Version: 7.0.3.1 (x64)
Build ID: d7547858d014d4cf69878db179d326fc3483e082
CPU threads: 4; OS: Windows 10.0 Build 19042; UI render: Skia/Raster; VCL: win
Locale: de-DE (de_DE); UI: en-GB
Calc: CL

in comparison with Word 2016
Comment 7 Justin L 2020-11-28 07:50:05 UTC
Created attachment 167634 [details]
sectionBreak.docx: should be only 2 pages

This is obviously a bRemove issue.
I thought it would be as simple as
- && !m_pImpl->GetIsDummyParaAddedForTableInSection()
+ && !(m_pImpl->GetIsDummyParaAddedForTableInSection() && m_pImpl->GetIsFirstParagraphInSection())

But it's not.
Comment 8 NISZ LibreOffice Team 2021-05-17 13:58:17 UTC
Created attachment 172087 [details]
Another example file

I found one more of these baddies.

Here the section break is page break type (converted to simple page break), and the second page begins with a table, causing one extra paragraph to appear below the second table.

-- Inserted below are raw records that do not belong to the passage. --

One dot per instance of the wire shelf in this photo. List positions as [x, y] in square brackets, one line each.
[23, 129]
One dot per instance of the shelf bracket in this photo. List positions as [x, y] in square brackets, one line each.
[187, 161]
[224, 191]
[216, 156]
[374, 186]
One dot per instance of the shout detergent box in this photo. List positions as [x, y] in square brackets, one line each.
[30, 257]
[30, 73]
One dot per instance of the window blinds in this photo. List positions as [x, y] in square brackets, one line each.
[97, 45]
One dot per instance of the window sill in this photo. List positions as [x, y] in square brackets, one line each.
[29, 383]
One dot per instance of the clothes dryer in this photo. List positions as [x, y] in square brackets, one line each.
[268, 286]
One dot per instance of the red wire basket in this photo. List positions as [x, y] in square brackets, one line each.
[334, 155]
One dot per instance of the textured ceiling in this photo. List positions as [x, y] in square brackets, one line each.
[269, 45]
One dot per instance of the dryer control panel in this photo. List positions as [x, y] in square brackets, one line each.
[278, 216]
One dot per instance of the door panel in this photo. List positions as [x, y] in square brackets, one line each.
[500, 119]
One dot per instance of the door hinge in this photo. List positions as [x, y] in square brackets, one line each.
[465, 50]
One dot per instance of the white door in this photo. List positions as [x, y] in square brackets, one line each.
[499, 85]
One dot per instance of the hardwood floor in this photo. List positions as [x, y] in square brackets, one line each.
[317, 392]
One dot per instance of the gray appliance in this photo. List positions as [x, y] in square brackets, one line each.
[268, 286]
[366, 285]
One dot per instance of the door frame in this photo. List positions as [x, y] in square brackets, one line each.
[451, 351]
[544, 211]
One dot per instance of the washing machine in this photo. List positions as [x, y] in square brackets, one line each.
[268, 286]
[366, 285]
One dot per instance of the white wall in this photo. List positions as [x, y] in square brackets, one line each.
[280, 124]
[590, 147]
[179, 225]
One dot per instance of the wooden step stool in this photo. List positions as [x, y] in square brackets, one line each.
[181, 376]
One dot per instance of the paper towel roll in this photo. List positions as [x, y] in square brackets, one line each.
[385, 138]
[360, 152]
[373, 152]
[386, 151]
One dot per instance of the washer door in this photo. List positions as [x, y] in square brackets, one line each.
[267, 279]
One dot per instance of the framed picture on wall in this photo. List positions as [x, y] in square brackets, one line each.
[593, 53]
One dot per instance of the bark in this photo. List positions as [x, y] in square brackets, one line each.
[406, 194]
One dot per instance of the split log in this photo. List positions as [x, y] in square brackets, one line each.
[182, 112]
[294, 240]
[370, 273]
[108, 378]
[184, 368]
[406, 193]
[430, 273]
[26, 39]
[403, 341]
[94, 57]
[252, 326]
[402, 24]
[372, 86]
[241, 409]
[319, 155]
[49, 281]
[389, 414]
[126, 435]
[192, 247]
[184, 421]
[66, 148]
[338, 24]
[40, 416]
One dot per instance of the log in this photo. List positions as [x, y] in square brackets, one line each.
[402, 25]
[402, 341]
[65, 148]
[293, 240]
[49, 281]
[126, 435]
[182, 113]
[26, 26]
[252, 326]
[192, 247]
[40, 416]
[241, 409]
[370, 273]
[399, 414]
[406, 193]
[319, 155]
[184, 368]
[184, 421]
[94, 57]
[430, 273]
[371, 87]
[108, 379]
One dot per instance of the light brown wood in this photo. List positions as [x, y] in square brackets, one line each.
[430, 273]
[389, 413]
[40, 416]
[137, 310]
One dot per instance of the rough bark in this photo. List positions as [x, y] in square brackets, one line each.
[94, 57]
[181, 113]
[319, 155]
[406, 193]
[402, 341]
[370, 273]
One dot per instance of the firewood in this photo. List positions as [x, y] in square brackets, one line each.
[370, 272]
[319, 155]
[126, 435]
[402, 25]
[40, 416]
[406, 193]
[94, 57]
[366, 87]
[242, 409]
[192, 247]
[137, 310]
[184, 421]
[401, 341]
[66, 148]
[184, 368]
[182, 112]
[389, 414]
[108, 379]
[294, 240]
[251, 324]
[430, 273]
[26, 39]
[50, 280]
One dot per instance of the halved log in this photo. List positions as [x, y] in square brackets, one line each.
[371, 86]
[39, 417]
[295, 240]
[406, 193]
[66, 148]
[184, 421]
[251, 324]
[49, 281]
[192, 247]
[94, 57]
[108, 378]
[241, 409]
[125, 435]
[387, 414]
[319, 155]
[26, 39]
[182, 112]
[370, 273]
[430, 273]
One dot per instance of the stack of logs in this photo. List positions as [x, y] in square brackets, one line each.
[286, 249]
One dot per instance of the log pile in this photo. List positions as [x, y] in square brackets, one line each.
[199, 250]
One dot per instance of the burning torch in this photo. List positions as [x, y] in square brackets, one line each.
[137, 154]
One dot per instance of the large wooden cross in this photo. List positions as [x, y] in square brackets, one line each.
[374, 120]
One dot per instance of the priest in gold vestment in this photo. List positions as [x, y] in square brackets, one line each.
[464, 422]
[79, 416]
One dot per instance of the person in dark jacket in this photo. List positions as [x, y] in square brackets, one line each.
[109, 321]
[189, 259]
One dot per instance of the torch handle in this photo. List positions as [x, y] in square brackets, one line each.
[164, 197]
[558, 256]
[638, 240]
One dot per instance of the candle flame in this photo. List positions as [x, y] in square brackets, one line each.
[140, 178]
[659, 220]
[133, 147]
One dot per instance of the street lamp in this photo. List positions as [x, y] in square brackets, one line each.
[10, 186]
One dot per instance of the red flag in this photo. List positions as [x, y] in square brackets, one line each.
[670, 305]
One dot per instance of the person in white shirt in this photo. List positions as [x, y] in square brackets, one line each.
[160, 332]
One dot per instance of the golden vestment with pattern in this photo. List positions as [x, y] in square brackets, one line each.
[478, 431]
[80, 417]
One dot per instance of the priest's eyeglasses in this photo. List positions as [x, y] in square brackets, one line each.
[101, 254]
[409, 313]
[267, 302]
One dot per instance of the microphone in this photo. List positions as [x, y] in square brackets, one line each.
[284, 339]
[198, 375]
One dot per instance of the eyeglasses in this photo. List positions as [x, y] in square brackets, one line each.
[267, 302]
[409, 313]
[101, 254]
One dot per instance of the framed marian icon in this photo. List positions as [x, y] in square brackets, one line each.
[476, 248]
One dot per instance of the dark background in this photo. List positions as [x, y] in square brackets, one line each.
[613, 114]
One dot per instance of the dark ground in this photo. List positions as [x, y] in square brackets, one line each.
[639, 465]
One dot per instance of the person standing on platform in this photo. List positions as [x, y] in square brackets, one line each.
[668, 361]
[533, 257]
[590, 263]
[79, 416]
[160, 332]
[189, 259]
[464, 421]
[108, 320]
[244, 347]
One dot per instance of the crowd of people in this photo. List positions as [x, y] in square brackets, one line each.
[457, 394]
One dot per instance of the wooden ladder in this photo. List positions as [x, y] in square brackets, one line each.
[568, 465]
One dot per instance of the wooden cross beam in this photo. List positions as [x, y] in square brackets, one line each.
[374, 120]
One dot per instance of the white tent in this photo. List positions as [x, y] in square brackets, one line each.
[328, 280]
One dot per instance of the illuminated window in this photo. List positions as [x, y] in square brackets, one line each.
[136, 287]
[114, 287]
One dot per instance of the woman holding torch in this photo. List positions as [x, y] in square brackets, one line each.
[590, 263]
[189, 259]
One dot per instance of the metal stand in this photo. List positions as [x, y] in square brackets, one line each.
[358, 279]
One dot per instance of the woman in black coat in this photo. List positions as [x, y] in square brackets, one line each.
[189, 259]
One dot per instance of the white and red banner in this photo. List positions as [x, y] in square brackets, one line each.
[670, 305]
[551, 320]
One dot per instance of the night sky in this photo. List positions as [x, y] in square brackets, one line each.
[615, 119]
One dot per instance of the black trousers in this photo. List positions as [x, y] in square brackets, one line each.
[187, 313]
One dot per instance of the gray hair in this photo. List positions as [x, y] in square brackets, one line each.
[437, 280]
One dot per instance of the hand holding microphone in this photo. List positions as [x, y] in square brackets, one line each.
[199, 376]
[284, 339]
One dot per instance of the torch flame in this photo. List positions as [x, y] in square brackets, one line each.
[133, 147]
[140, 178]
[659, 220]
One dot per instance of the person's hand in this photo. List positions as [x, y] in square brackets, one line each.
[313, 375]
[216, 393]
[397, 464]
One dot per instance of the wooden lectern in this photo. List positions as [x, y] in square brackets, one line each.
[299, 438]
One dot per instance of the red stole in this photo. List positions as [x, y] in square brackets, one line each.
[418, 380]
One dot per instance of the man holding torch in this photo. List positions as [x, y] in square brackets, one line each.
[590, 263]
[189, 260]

Likely the same bug, but uploading anyways just in case.
Comment 9 NISZ LibreOffice Team 2021-05-17 13:59:01 UTC
Created attachment 172088 [details]
attachment 172087 [details] in Word and Writer

Version: 7.2.0.0.alpha1+ (x64) / LibreOffice Community
Build ID: 91330c503b7eb91d777978018b66890af87cf8f5
CPU threads: 4; OS: Windows 10.0 Build 18363; UI render: default; VCL: win
Locale: hu-HU (hu_HU); UI: en-US
Calc: CL
Comment 10 Justin L 2022-05-25 11:20:32 UTC
(In reply to Justin L from comment #7)
The attachment in comment 7 shows what happens if you make a bad fix. It does not demonstrate OPs problem.

To fix this properly will require an IsFirstRealParagraphInSection flag. This would be similar to IsFirstParagraphInSection, but table cells turn IsFirstParagraphInSection off - and other code relies on this capability.

Essentially, there needs to be one real paragraph in the section. AFAICS, bRemove should ignore GetIsDummyParaAddedForTableInSectionPage unless it is the first real paragraph in the section.

Sounds easy, but with redlines, headers, footnotes, comments, shapes, tables etc it gets rather complicated... Is it really worth the hassle to address this issue? It is a rather obscure edge case with a rather minimal impact.


And yes, comment 8 has another example of this bug.